¡Konnichi wa!

Japón nos ha sorprendido mucho en todos los sentidos: desde la masificada pero ordenada Tokyo hasta lo más tradicional de Takayama y Kyoto.

Aterrizamos en Tokyo y ya nos sorprendió que un hombre estuviera en las cintas de recogida de equipajes recordando que no te llevaras la maleta de otra persona (o eso entendimos), pasando por los taxis forrados con croché de la abuela y la apertura automática de puertas (menos mal que nos avisaron antes).
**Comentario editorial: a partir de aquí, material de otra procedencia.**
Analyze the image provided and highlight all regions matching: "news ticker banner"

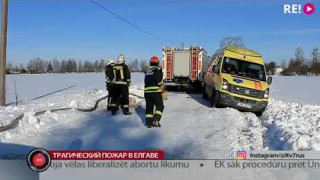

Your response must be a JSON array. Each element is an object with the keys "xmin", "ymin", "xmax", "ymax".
[
  {"xmin": 0, "ymin": 149, "xmax": 320, "ymax": 180},
  {"xmin": 23, "ymin": 149, "xmax": 320, "ymax": 172}
]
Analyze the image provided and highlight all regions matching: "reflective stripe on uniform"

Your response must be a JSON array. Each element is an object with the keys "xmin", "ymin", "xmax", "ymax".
[
  {"xmin": 144, "ymin": 89, "xmax": 161, "ymax": 93},
  {"xmin": 113, "ymin": 66, "xmax": 124, "ymax": 79},
  {"xmin": 144, "ymin": 86, "xmax": 160, "ymax": 91},
  {"xmin": 146, "ymin": 114, "xmax": 153, "ymax": 118},
  {"xmin": 144, "ymin": 86, "xmax": 161, "ymax": 93},
  {"xmin": 155, "ymin": 111, "xmax": 162, "ymax": 116},
  {"xmin": 114, "ymin": 81, "xmax": 127, "ymax": 84}
]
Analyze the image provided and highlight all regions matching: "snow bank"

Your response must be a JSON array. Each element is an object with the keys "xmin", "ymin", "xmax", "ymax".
[
  {"xmin": 0, "ymin": 87, "xmax": 142, "ymax": 142},
  {"xmin": 262, "ymin": 99, "xmax": 320, "ymax": 151}
]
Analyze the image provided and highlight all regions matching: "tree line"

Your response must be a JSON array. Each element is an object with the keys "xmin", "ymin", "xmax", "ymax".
[
  {"xmin": 266, "ymin": 47, "xmax": 320, "ymax": 76},
  {"xmin": 7, "ymin": 57, "xmax": 148, "ymax": 74}
]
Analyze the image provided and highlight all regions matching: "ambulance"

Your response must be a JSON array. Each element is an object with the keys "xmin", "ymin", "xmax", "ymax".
[{"xmin": 202, "ymin": 46, "xmax": 272, "ymax": 115}]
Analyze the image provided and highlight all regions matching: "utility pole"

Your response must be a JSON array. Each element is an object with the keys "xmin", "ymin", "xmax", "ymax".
[{"xmin": 0, "ymin": 0, "xmax": 8, "ymax": 106}]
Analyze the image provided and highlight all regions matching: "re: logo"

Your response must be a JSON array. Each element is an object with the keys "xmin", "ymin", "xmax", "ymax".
[{"xmin": 283, "ymin": 4, "xmax": 301, "ymax": 14}]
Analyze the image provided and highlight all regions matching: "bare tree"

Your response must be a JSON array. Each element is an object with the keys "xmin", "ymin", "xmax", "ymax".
[{"xmin": 27, "ymin": 57, "xmax": 48, "ymax": 73}]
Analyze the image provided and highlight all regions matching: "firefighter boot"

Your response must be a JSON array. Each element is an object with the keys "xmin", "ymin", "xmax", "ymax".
[
  {"xmin": 152, "ymin": 114, "xmax": 161, "ymax": 127},
  {"xmin": 123, "ymin": 108, "xmax": 132, "ymax": 115},
  {"xmin": 146, "ymin": 118, "xmax": 153, "ymax": 128}
]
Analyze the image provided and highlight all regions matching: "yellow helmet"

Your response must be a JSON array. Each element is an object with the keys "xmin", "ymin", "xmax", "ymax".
[{"xmin": 118, "ymin": 54, "xmax": 126, "ymax": 63}]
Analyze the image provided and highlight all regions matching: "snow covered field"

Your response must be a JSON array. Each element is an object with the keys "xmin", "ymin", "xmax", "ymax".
[{"xmin": 0, "ymin": 73, "xmax": 320, "ymax": 159}]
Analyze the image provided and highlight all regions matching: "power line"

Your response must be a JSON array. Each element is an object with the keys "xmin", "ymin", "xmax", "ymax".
[{"xmin": 90, "ymin": 0, "xmax": 172, "ymax": 42}]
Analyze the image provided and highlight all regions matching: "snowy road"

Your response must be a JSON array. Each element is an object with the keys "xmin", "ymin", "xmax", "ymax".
[
  {"xmin": 0, "ymin": 74, "xmax": 320, "ymax": 159},
  {"xmin": 0, "ymin": 90, "xmax": 263, "ymax": 159}
]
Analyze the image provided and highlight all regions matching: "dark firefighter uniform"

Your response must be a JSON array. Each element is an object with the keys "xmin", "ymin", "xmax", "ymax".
[
  {"xmin": 105, "ymin": 62, "xmax": 114, "ymax": 111},
  {"xmin": 144, "ymin": 57, "xmax": 164, "ymax": 128},
  {"xmin": 110, "ymin": 63, "xmax": 131, "ymax": 115}
]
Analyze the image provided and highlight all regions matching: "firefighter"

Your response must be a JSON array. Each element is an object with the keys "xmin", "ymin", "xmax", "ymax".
[
  {"xmin": 105, "ymin": 59, "xmax": 114, "ymax": 111},
  {"xmin": 144, "ymin": 56, "xmax": 164, "ymax": 128},
  {"xmin": 111, "ymin": 54, "xmax": 131, "ymax": 115}
]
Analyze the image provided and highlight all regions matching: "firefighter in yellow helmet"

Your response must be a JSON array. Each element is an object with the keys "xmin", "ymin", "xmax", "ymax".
[
  {"xmin": 110, "ymin": 54, "xmax": 131, "ymax": 115},
  {"xmin": 105, "ymin": 59, "xmax": 115, "ymax": 111},
  {"xmin": 144, "ymin": 56, "xmax": 164, "ymax": 128}
]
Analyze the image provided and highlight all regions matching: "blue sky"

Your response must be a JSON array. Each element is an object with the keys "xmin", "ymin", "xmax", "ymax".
[{"xmin": 2, "ymin": 0, "xmax": 320, "ymax": 64}]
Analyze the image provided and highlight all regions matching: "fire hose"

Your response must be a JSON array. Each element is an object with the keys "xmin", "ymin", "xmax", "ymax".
[{"xmin": 0, "ymin": 93, "xmax": 144, "ymax": 132}]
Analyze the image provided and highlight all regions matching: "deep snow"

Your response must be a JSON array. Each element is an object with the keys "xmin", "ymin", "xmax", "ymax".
[{"xmin": 0, "ymin": 73, "xmax": 320, "ymax": 158}]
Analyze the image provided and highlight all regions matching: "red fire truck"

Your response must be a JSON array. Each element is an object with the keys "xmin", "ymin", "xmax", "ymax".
[{"xmin": 162, "ymin": 46, "xmax": 209, "ymax": 90}]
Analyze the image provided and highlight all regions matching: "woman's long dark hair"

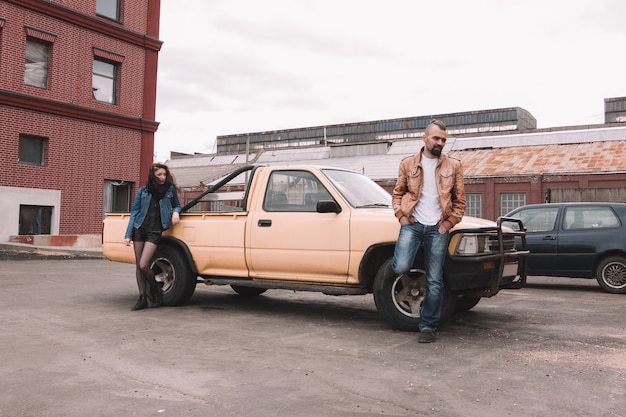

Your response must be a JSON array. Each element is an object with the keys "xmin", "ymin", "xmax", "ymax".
[{"xmin": 146, "ymin": 162, "xmax": 178, "ymax": 198}]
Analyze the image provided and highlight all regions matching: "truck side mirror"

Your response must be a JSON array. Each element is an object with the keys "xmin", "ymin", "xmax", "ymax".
[{"xmin": 316, "ymin": 200, "xmax": 341, "ymax": 213}]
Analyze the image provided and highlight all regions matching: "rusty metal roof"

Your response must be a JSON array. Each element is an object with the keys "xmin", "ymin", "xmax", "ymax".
[{"xmin": 448, "ymin": 141, "xmax": 626, "ymax": 177}]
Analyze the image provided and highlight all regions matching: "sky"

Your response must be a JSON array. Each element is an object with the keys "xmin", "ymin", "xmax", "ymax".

La verdad es que Tokyo y alrededores (Nikko, Kamakura…) son especiales.

La experiencia del ryokan es algo que hay que probar, puede gustarte más o menos, pero ahí te das cuenta de los especiales que son los japoneses, de su gastronomía y de su particular convivencia con la naturaleza.

Otra ciudad sorprendente es Kyoto, es una de las que hay que visitar al menos una vez en la vida, sus templos, sus jardines, su entramado urbanoLos alrededores, como por ejemplo, Nara son dignos también de una visita, si la visitas no te olvides llevar galletitas!

También visitamos la espiritual Miyajima, la alocada Osaka, la de triste recuerdo Hiroshima…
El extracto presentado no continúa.